Malory Dickison park, NJ USA, 2008

– Je me sens seul, lui avait expliqué Félix. Je sais que c’est ridicule à mon âge. Mais, tu me comprends, n’est-ce pas ? 

Comment Félix pouvait-il se sentir seul alors qu’il était là lui ? Tout ça, c’était des foutaises, pensait encore Marcel. C’était de la faute de Lola. Elle lui avait mis ces idées dans la tête parce que, Marcel en était certain, Félix n’avait pas de problème avant Lola. Le problème du point de vu de Marcel, c’était Lola.  Depuis l’arrivée de Lola, Félix oubliait de plus en plus souvent de préparer la soupe de Marcel. Il ne pouvait plus aller marcher avec Félix dans la forêt, car son ami restait avec Lola. Lola le méprisait, Marcel en était convaincu. Il le voyait dans sa façon de tourner la tête dédaigneusement quand il lui parlait. Elle ne respectait rien de ce qui lui appartenait, pas même le potager, encore moins les fleurs qu’elle piétinait sans le moindre remords. Quand Marcel protestait auprès de Félix contre les agissements odieux de Lola, son ami prenait toujours sa défense inventant des excuses grotesques pour la défendre. Marcel ne supportait plus de la voir rôder autour de lui, de la voir se coller contre Félix pour attirer son attention quand Marcel lui parlait. Félix ne parlait plus que de Lola, n’en avait plus que pour Lola et Marcel ne le supportait plus. Marcel haïssait Lola, profondément. Lola lui pourrissait la vie. Il devait se débarrasser de Lola. Marcel ne savait pas comment s’y prendre, mais chaque jour l’idée faisait son chemin dans son esprit. Il pensa à un moyen de la tuer, mais malgré sa haine, il ne pouvait pas lever directement la main sur elle. Félix ne le lui pardonnerait jamais. Marcel ne pouvait pas l’envisager, car il voulait surtout retrouver la quiétude de sa vie avec Félix avant Lola. 
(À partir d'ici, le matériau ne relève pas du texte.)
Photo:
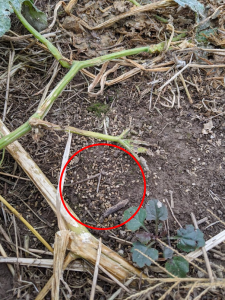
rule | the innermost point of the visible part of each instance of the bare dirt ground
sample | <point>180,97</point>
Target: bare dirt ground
<point>185,160</point>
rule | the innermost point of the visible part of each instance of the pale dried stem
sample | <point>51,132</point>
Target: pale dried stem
<point>208,267</point>
<point>82,243</point>
<point>95,277</point>
<point>3,253</point>
<point>134,11</point>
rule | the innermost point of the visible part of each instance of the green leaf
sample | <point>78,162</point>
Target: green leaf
<point>156,210</point>
<point>167,253</point>
<point>144,237</point>
<point>202,36</point>
<point>178,266</point>
<point>6,10</point>
<point>190,238</point>
<point>34,16</point>
<point>141,259</point>
<point>193,4</point>
<point>138,220</point>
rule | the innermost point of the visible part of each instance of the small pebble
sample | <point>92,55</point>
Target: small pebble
<point>121,252</point>
<point>123,233</point>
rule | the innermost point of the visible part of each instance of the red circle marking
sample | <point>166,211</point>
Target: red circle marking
<point>102,144</point>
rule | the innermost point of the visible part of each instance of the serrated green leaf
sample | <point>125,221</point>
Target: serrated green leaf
<point>138,220</point>
<point>144,237</point>
<point>156,210</point>
<point>178,266</point>
<point>140,254</point>
<point>34,16</point>
<point>190,238</point>
<point>167,253</point>
<point>193,4</point>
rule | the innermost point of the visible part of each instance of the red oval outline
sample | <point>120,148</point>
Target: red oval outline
<point>90,146</point>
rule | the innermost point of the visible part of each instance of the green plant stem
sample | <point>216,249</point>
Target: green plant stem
<point>55,52</point>
<point>134,2</point>
<point>163,20</point>
<point>74,69</point>
<point>43,110</point>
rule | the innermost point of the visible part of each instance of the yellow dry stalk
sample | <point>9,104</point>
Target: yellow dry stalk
<point>31,228</point>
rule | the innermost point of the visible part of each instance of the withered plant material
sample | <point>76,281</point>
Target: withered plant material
<point>134,11</point>
<point>81,242</point>
<point>115,208</point>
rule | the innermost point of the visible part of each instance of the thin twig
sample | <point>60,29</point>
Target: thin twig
<point>95,277</point>
<point>208,267</point>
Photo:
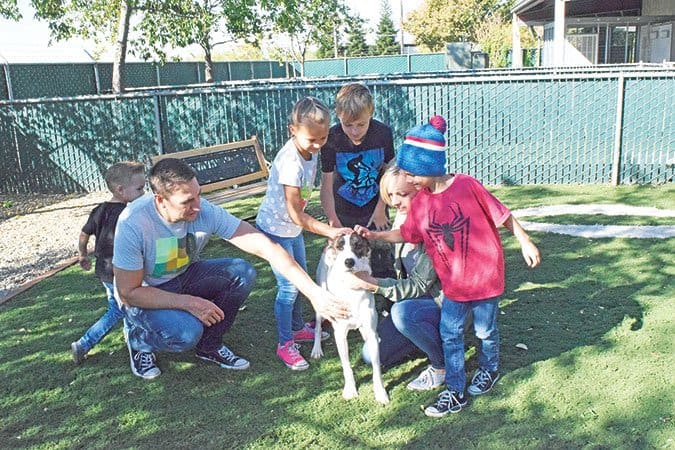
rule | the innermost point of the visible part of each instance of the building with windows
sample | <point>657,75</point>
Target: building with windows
<point>585,32</point>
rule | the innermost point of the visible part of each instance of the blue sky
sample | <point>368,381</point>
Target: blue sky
<point>28,39</point>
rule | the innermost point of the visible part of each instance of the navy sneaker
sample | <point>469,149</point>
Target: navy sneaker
<point>482,381</point>
<point>448,402</point>
<point>143,364</point>
<point>224,358</point>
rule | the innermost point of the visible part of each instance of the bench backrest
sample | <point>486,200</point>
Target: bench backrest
<point>226,165</point>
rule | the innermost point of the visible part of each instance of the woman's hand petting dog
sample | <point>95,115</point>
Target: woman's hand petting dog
<point>363,232</point>
<point>337,232</point>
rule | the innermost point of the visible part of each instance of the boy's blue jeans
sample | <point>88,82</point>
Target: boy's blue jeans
<point>103,325</point>
<point>453,316</point>
<point>287,311</point>
<point>226,282</point>
<point>412,325</point>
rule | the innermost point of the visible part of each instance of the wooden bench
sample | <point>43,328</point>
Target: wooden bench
<point>226,172</point>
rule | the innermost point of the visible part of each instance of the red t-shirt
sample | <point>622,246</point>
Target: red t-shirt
<point>459,229</point>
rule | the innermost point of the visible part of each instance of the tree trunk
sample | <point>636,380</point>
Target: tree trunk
<point>121,47</point>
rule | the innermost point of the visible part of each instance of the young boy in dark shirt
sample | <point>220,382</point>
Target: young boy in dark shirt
<point>126,182</point>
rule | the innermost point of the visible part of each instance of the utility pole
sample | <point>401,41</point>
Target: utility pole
<point>401,27</point>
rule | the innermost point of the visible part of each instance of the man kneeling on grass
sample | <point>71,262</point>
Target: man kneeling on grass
<point>173,301</point>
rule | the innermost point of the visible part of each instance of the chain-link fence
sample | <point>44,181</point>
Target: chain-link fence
<point>602,125</point>
<point>26,81</point>
<point>374,65</point>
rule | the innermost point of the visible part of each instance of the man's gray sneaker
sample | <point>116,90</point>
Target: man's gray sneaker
<point>482,381</point>
<point>224,358</point>
<point>448,402</point>
<point>143,364</point>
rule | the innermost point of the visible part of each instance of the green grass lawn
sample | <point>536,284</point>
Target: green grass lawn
<point>596,316</point>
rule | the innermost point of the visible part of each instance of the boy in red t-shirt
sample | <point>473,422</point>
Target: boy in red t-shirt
<point>457,218</point>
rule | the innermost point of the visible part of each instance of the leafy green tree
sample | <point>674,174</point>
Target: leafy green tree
<point>207,23</point>
<point>9,10</point>
<point>356,38</point>
<point>303,23</point>
<point>385,43</point>
<point>99,20</point>
<point>438,22</point>
<point>494,37</point>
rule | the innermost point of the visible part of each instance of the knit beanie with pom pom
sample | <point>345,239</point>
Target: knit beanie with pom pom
<point>423,151</point>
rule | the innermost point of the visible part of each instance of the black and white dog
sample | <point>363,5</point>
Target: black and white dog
<point>350,253</point>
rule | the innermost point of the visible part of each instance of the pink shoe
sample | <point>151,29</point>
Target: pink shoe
<point>306,334</point>
<point>290,355</point>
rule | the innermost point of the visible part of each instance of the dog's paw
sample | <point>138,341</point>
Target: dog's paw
<point>382,397</point>
<point>350,392</point>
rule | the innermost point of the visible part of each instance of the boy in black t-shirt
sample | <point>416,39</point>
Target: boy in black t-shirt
<point>352,161</point>
<point>126,182</point>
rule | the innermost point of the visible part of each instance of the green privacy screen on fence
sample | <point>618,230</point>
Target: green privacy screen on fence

Riviere Carol, France, 2008

 

Et puis un jour, alors que Lola venait le narguer une fois de plus depuis l’autre côté du mur du jardin, il eut son plan idéal, le crime parfait.  Lola avait pour habitude de se rendre à la rivière, pour se détendre disait Félix, pour tirer au flan pensait Marcel. Il se rendit compte que la planche de bois sur laquelle elle passait régulièrement pour franchir un bassin qui servait de réservoir d’eau était complètement vermoulue, rongée par l’humidité et le temps. Il n’avait plus qu’à attendre, attendre que le bois pourri cède sous son poids. Il ne fit rien de plus qu’attendre — à part quelques coups de talon judicieusement appliqués – jusqu’au jour où la planche se brisa et Lola se noya dans le puits. 
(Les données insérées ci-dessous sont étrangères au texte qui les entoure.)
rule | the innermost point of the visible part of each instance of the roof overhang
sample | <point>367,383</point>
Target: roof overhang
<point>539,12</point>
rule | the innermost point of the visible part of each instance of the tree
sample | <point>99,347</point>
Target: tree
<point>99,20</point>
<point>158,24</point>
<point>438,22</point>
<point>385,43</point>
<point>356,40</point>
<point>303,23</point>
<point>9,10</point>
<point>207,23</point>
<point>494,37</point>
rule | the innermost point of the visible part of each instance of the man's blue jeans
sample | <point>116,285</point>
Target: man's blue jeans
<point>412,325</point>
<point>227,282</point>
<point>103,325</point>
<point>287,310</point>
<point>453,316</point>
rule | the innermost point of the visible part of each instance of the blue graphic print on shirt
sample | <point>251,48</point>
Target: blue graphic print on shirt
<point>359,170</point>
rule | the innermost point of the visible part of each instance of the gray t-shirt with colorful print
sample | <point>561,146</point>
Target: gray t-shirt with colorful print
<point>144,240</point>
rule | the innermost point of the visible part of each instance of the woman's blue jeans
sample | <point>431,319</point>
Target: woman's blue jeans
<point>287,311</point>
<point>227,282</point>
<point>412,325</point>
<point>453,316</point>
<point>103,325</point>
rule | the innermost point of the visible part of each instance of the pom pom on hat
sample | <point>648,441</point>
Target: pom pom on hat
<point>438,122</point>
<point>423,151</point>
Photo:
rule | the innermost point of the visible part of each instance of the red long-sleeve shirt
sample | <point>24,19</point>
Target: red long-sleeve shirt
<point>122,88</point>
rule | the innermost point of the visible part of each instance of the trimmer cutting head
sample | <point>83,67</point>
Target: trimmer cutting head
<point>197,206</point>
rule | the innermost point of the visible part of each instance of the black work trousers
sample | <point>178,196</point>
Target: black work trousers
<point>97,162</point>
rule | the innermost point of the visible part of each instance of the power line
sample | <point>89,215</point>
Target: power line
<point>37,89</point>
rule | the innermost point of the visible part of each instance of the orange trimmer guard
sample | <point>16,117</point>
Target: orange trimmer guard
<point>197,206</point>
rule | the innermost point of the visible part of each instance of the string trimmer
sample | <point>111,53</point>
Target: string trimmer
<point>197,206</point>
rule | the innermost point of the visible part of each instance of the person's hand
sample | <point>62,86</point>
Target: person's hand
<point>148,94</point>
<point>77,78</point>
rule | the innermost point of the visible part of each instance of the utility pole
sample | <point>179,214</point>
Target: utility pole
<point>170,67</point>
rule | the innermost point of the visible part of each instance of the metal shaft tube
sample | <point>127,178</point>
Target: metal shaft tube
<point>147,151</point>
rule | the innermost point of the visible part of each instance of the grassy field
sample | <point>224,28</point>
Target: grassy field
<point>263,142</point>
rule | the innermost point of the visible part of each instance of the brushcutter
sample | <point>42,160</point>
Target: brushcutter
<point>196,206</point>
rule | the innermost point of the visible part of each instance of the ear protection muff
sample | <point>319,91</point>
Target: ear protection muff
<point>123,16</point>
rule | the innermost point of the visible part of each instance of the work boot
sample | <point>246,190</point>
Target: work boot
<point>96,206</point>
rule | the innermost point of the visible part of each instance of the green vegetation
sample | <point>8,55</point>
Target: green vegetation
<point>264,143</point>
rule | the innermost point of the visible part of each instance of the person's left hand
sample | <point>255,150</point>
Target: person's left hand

En consolant son ami, Marcel se sentait la conscience tranquille. C’était un accident.  Un simple accident. Félix s’en remettrait vite. Marcel n’avait qu’un seul regret, il n’avait pas vu tomber Lola. Cela lui gâcha un peu son plaisir.

 – Oh Lola. Ma Lola, dit Félix en essuyant confus une larme qui coulait sur sa joue. Toi aussi, tu l’aimais bien, n’est-ce pas mon ami ? 

 – Oui mon vieux. Ça ira, dit Marcel en lui tapotant le dos d’une main et en cachant son sourire satisfait de l’autre.  Je suis là. 

Enfin, c’était terminé. Marcel n’entendrait plus ce nom « Lola ». Lola. Vraiment. Quel nom ridicule pour une chatte.